Out of the rubbles of Trent Lott's house -- he's lost his entire house -- there's going to be a fantastic house. And I'm looking forward to sitting on the porch.

- George W Bush, Mobile (Alabama), 2.9.05 (source)

Football stadia have been symbols of the worst moments in their nations' history in a few countries over the past four decades. In Chile, Afghanistan, Iraq, football stadia have been the scene of torture and public executions. The New Orleans Superdome stands as a monument to a different kind of torture and death, the result of governmental incompetence and neglect.

Thousands of people entered the Superdome, seeing it as a place of shelter from the hurricane outside. They would never had expected the betrayal of trust, the indifference of the institutions responsible for the safety and security of all American citizens.

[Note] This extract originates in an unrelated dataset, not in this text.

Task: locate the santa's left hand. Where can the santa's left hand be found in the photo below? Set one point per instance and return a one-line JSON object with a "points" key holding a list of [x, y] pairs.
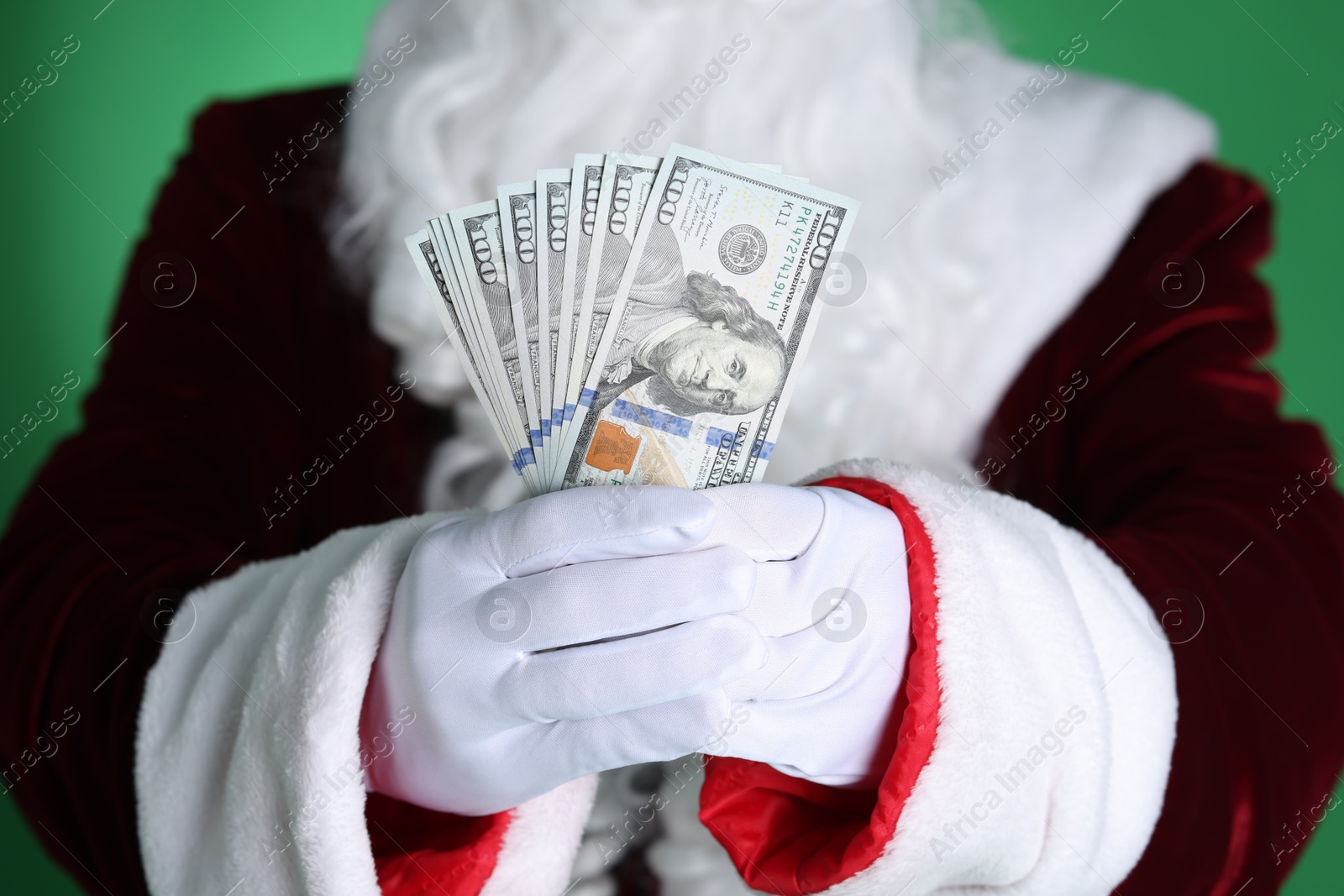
{"points": [[832, 600]]}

It can be argued that it is still not the time to play politics and point fingers over issues such as the existence of global warming, the deployment of National Guard troops to Iraq, the tampering with the path of the Mississippi River and so on. But one cannot ignore the screamingly obvious - that government at federal, state and local levels have all failed to cope with a catastrophe which was always a risk.

I mean to say, a large city built below sea level in a hurricane belt - where was the disaster plan?

It's not political to say that Bush's display of leadership over the past week has been utterly dreadful. His speech from the White House Rose Garden on Wednesday was described in a New York Times editorial as one of his worst. His major priority on Thursday was to bring in daddy and Bill Clinton as celebrity fundraisers. And on Friday it was important to single out the loss of Senator Trent Lott's mansion as a symbol of the Gulf Coast homeless.

Vice President Dick Cheney was on holiday in Wyoming until Thursday, when he returned to Washington DC. I have seen no evidence that he has done anything since then, let alone provide leadership and support to the people of New Orleans and beyond. But maybe he is hot on the trail of irrefutable evidence that the Iranian government was responsible for Hurricane Katrina.

When the time for inquest arrives, there should be a litany of senior administrators and public servants held responsible for criminal negligence over the tragic debacle of the past week (and, of course, still going). Is it too much to ask for the President to be impeached on charges of manslaughter?